One couple in a CNN article (I think it was CNN, I can't find it now) said that after they signed all the paperwork they discovered that the paperwork had been changed and they had signed for a different, more riskier, loan than what they had agreed to. They didn't read through the paperwork as they signed it, they described it as a "mountain" of paperwork and I'm sure they never imagined that someone would do something like that without telling them.
Yup. And you get so many documents at closing. (As a side note, I'd suggest closing as early in the day as possible).
Then in a print article I read about a woman who remortgaged her house and her payments skyrocketed and she discovered her monthly income was listed as double what it was in reality.
This too. It wasn't mostly the borrowers overstating their incomes, but the brokers.
I keep wondering how that can be legal, but I guess after you sign the documents the brokers can say it's legal binding and you've agreed that everything in the contract is accurate.
Another nice "trick" is having a glaring error in the closing documents, so you send the package back. Then when you go through the second closing, you are so frustrated you just want to be DONE and you don't read to make sure that what you were told is correct and matches the documents in hand.
Should all this have been a big red flag - hell yes. Do reasonable people still screw up - hell yes.
Plus, I think there was a sort of "pack animal" mentality when it came to these types of loans and lenders. A lot of people were getting them at the same time and everyone felt good about it. And a lot of unethical and even some ethical lenders got caught up in being sucessful at this and started pushing them. One friend of mine in Los Angeles had great credit and still had to push hard not to get roped into one of these types of loans. A lot mortgage people are ruthless and are, in the end, sales people. They have to sell the mortgage to make their money and a lot of them don't care how they do it.
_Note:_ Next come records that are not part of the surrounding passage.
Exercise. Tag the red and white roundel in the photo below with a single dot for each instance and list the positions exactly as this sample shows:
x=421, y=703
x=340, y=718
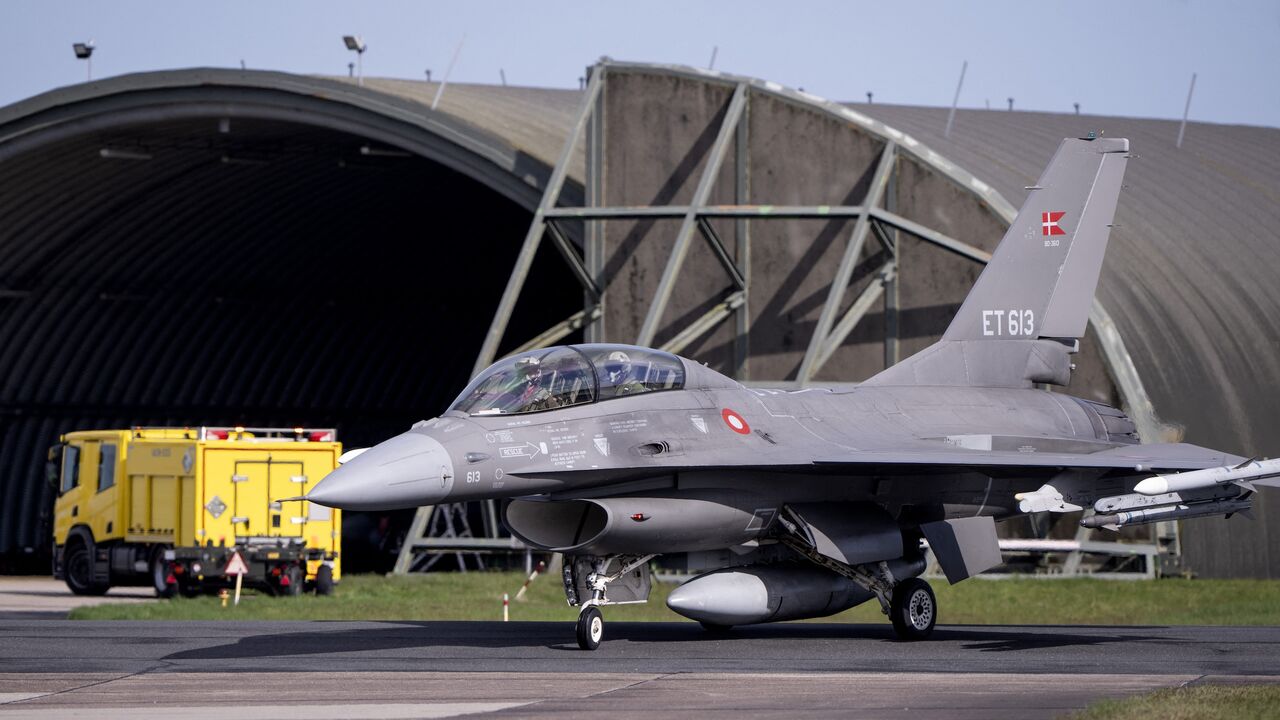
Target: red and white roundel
x=735, y=422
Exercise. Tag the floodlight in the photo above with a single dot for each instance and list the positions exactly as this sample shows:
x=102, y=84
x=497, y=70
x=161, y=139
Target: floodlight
x=357, y=45
x=85, y=51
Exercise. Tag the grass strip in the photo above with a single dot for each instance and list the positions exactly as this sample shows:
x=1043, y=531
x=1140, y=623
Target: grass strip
x=1196, y=702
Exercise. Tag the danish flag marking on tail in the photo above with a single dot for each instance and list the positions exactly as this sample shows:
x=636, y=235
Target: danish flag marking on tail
x=1048, y=223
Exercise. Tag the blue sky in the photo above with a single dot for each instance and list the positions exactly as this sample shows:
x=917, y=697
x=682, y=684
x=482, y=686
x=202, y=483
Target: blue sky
x=1115, y=58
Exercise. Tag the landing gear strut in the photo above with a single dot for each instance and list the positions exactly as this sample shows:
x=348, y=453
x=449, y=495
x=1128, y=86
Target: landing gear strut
x=590, y=577
x=909, y=604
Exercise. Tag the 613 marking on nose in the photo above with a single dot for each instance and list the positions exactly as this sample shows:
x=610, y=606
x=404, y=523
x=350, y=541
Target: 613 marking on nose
x=1015, y=323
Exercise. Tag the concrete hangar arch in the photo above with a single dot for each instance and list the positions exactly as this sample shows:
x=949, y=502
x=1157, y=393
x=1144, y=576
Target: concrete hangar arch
x=250, y=247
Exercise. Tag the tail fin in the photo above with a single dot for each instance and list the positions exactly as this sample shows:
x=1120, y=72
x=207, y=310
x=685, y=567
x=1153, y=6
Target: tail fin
x=1032, y=301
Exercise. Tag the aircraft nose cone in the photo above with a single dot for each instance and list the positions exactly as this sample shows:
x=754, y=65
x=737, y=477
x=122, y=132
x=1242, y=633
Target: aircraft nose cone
x=407, y=470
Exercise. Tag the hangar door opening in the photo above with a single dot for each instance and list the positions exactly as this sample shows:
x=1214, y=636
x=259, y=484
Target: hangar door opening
x=184, y=267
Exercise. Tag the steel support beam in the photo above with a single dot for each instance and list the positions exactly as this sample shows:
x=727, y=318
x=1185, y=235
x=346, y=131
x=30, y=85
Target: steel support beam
x=853, y=253
x=721, y=253
x=855, y=313
x=927, y=235
x=743, y=242
x=575, y=263
x=704, y=324
x=553, y=335
x=673, y=212
x=685, y=236
x=525, y=260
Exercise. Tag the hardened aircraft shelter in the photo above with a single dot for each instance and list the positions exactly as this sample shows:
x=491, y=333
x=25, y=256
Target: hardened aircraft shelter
x=227, y=246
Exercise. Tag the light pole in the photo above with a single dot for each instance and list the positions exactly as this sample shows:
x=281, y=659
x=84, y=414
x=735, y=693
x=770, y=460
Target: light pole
x=355, y=42
x=85, y=51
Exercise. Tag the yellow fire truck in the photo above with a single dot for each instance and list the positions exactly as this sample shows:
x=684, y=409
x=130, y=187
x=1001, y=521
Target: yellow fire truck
x=167, y=507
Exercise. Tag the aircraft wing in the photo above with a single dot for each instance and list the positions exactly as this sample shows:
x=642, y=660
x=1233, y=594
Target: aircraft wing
x=1136, y=458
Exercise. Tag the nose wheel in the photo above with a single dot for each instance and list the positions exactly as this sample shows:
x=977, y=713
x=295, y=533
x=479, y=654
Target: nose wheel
x=590, y=628
x=913, y=610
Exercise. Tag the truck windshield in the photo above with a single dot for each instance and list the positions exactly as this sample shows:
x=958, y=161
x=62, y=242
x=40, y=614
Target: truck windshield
x=562, y=377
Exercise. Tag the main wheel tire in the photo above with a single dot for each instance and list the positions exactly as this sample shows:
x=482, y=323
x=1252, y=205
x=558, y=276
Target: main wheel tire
x=160, y=575
x=324, y=580
x=914, y=610
x=296, y=582
x=80, y=572
x=590, y=628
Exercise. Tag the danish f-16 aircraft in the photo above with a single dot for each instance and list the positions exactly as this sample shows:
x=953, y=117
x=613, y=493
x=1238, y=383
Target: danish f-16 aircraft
x=803, y=504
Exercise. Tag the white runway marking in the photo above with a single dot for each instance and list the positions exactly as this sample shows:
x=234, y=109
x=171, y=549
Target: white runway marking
x=361, y=711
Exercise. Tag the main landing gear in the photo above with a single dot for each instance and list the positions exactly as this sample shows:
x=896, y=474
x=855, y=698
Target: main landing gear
x=909, y=602
x=913, y=610
x=593, y=577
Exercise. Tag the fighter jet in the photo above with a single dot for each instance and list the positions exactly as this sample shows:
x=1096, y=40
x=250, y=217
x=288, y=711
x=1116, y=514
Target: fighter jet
x=803, y=504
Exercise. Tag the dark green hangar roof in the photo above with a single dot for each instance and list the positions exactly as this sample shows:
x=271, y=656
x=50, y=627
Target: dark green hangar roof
x=1191, y=270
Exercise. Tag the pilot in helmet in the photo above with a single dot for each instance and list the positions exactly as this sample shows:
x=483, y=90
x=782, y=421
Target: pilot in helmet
x=533, y=393
x=617, y=373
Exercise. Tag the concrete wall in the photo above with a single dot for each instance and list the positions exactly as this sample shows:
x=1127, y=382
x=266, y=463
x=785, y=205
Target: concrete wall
x=658, y=131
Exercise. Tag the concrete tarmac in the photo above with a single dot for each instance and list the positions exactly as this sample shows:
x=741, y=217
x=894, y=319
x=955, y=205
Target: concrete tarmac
x=316, y=670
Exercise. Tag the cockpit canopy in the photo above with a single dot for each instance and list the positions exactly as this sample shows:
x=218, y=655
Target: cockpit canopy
x=561, y=377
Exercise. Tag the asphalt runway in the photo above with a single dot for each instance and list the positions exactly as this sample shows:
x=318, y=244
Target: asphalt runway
x=318, y=670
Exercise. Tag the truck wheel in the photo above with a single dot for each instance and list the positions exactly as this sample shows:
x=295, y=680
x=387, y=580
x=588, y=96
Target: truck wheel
x=160, y=575
x=324, y=580
x=296, y=578
x=80, y=572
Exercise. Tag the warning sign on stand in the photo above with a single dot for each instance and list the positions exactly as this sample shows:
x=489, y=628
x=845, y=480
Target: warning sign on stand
x=236, y=565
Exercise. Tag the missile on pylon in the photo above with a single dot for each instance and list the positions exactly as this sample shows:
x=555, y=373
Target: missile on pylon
x=1166, y=513
x=1242, y=474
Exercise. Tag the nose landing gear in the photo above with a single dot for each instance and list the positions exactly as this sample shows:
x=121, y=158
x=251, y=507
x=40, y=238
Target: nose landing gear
x=590, y=577
x=590, y=628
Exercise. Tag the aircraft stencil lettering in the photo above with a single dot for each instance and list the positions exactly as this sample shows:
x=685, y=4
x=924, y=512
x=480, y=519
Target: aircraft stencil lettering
x=824, y=499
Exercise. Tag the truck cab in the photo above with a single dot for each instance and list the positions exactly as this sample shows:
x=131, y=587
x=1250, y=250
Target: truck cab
x=169, y=506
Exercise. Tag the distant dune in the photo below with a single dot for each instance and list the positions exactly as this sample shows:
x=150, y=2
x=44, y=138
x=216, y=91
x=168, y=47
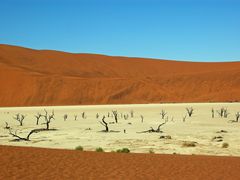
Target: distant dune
x=43, y=77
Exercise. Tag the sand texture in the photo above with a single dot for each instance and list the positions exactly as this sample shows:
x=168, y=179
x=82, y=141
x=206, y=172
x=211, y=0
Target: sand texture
x=37, y=163
x=33, y=78
x=207, y=134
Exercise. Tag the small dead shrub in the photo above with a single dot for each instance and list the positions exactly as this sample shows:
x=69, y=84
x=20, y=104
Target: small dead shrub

Sometimes, it is the consumer being excited that on $75k a year, they can with these types of loans "afford" a $650k house. But a lot of the times, at least in my presonal experience, it's ruthless mortgage brokers who maybe not outright lie, but twist the words so in the end, a good consumer gets fucked.
Very few people ever want to default on anything they're buying and feel like shit when circumstances happen and they can't live up to their obligations. If it were a handful of people, I'd be a little skeptical, but there are millions of people in these types of loans and helping them out now is going to make things better for all of us in the long run.
(I might make an ok Commie. Plus, I love red.)
For $500 a month that car had better give good road head while I'm listening to my books on tapes on the long drives.
Well, according to Ramsey (who, if you don't know, has a radio talk show where he helps people get out of debt), the
average
car payment in the US is $484/month. He has a little spiel about how if you invested that for X number of years it would grow to $2 million and "hope you like the car!". I don't buy everything he says (he big into tithing for one, and believes you should pay cash for everything), but he's really helped me work out a budget and how to stick to it.
Thanks for the clarification. That was how it read. I already feel like an idiot.
Please do not feel like an idiot. It can happen to anyone. My best friend who is really excellent with money got screwed on a refinance.
The whole homebuying process is scary, complicated and intimidating.
Isn't that what having a lawyer is for? I mean, I'm sure I don't understand the whole dealio, never having done it myself, but that's why you have agents to represent you and stuff, right?
So for predation to work, you either have to have forgone legal/financial wingmen (I guess they probably are spendy), or you have to ignored your wingmen, or your wingmen have to have been dummies, or your wingmen have to have been predators too. Does that sound about right?
I think that predation and unwise borrowing and borrowing that seemed safe at the time are three different things, although they all overlap some. Me, I have been reading the papers and realizing that I
could
have bought a house, if only I'd had a way higher risk-comfort than I do. And if I
had
bought a house, I might be up shit creek, now or eventually. (Or not, I don't know.)
(My risk-comfort, for mortgages, is something akin to the old "my income 3x". I told this to my now-condo-owning Flatmate, and she said, three weeks before the current crisis, "Oh, that's outdated now. You can borrow more than that.")
Isn't that what having a lawyer is for? I mean, I'm sure I don't understand the whole dealio, never having done it myself, but that's why you have agents to represent you and stuff, right?
I don't know that that many people employ a lawyer for a home purchase. I could be wrong though. I'm thinking of the five or six people I know that bought houses and the only one that had a lawyer was a lawyer.
but he's really helped me work out a budget and how to stick to it.
That's the big one with me. He nationally syndicated?